Accept Your Emotions
Death brings so many reactions in widely contrasting combination. These emotions are a natural response to the death of a loved one. Allow yourself to feel these normal emotions so that you can go through the grief and go on with life.
In the beginning, you may be in shock. You are bewildered, literally stunned. "I feel like a spectator in a play. But the drama is about me and the person I loved." You may feel numb all over, almost paralyzed in a world of unreality.
You don't want to believe it. "It's a bad dream. When I wake up, I'll find it really didn't happen." Denial is when you secretly think or pretend your loved one will return and life will go on as before. It is so strange. You feel as if the death has not really occurred, even though you know it has. Many people need time before they can face the harsh truth. It is so hard to realize that in your lifetime you will never see or touch your loved one again.
Panic may set in. "What will happen to me? I'll never make it alone?" You feel like you are losing control, panicking over things you used to do with confidence. You are falling and your loved one is not there to hold you.
Emotional suffering often brings physical distress. Inside your chest you may feel a sharp pain as if a jagged rock is pressed against your ribs. You collapse in bed but cannot sleep the long and torturous nights. Food may have little taste for you. You eat only because you think you should. Or else, you just cannot stop eating. Your stomach may be tied in knots. Your back may be hurting. The pain is not imagined. It is real. Your body is feeling your emotional loss.
Many people become angry when a loved one dies. Hostility is one of the most difficult emotions to handle. Some of us are taught as children that anger is a wrong feeling. We tend to hold it inside at a very early age. But feelings of rage do not magically go away.
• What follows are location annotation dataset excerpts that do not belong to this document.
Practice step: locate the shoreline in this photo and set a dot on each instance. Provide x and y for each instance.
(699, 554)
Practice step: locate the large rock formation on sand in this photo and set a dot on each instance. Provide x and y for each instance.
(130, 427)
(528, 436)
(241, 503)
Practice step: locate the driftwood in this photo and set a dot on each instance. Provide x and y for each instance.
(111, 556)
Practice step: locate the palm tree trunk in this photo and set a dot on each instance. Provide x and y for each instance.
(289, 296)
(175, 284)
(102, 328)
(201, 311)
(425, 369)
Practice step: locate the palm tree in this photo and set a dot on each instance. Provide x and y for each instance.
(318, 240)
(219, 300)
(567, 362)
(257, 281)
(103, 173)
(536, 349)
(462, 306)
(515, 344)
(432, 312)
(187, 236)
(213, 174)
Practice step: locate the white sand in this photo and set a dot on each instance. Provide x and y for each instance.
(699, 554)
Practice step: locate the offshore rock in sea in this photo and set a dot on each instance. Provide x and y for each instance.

Expressing your anger helps you to release your anguish and your frustrations. A life that is so precious to you has been taken away and there is nothing you can do about it. Resentment is a normal part of the grief process.
You may feel guilty, angry with yourself. You keep asking yourself: "If only I had spent more time with my beloved, if only I had been more understanding, if only I had called the doctor sooner, if only I had done this, if only I had done that..."
You have enough pain. You don't solve problems with if only. The past is over. Blaming yourself will not bring your loved one back to life. Guilt may result in depression. You may feel alone, naked, unprotected. There could be a sickening feeling of going down, down, down. You may feel overwhelmed and drained. Give yourself time, time to be hurt, grieve, to cry, to scream, to "be crazy."
Grief is a process. Your loved one has died. Death is a robber. And part of you has died.
Express Your Feelings:
The mourning period is a time to share your feelings. An emotion that is denied expression is not destroyed. You only prolong the agony and delay the grief process. Find a good listener, a friend who will understand that your many feelings are normal reactions to your bitter grief.
Allow the Entire Family to Share in the Grief Process:
All members of the family should participate if possible in the funeral arrangements. The presence of the casket at the funeral service makes the experience more real. Thereby, denial is gradually transformed into an acceptance of reality. The public funeral gives the community an opportunity to offer the strength of friendship and support, and to share their grief. Yes, your loved one has died. But family and friends still remain. You need not walk the lonely road alone.
Help and Self-Help Groups:
Working through the loss of a loved one is a complex and disturbing task. Even well-intentioned friends are not always adequate. They are not trained in this field and may themselves be emotionally involved with the loss. Seeking help or advice from a professional counselor is not an admission of weakness. It is a demonstration of your determination to help yourself during this critical period of adjustment. You may also seek comfort from organizations formed and run by people who have suffered similar bereavement. They will understand your fears and frustrations. They have been there before. Grief shared is grief diminished.